Todavía arrodillado delante de ella, Alfonso le sujetó las manos.
– Dante es pura alegoría, madre. En el peor de los casos, padre está en el purgatorio, porque no sabía lo que hacía. Ni siquiera sabía que estaba en Mesina cuando hablé con él. Ningún hombre podría condenar a otro por un acto inconsciente; y Dios es más compasivo y sabio que cualquier hombre.
Mi madre lo miró con una expresión de patética esperanza, y luego se volvió hacia mí.
– Sancha, ¿crees que es posible?
– Por supuesto -mentí. Pero si uno creía en Dante, el rey Alfonso II estaría ahora mismo en el séptimo círculo del Infierno, en el río de sangre donde hierven las almas de aquellos «tiranos que negocian en sangre y saqueo». Si había alguna justicia, estaría atrapado junto a su señor, Ferrante, torturador, creador del museo de los muertos.

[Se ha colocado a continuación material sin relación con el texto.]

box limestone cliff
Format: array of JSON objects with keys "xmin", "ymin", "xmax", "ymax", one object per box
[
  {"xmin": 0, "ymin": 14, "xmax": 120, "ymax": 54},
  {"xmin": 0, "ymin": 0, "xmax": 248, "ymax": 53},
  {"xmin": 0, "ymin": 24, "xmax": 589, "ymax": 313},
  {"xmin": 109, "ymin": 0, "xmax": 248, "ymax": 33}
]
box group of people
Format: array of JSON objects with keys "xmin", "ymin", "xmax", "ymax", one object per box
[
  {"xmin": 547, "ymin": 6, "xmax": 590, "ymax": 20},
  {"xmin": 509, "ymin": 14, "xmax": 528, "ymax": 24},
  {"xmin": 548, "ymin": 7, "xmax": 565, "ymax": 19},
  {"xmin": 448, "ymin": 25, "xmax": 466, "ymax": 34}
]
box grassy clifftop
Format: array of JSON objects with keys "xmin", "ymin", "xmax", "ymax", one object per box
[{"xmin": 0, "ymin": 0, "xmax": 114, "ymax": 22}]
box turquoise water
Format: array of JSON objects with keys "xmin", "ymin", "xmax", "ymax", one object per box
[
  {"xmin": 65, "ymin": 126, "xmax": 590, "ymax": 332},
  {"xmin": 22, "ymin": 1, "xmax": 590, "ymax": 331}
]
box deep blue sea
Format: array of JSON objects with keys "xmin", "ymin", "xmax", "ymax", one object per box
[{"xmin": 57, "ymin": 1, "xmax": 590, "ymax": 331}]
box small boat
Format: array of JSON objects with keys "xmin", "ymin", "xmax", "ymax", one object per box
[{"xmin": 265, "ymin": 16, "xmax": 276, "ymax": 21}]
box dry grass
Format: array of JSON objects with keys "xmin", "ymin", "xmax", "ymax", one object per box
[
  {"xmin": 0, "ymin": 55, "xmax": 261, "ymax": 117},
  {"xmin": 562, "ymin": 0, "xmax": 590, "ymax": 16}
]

Había otro lugar al que pertenecía; en los más profundos abismos del Infierno, en las fauces de Satanás, el lugar reservado para los grandes traidores. Porque él no había traicionado solo a su familia, sino a todo su pueblo. Allí no había azufre, fuego, ni calor; solo el más terrible de los fríos, cruel y amargo.
Frío como el corazón de mi padre, frío como la mirada que tan a menudo había visto en sus ojos.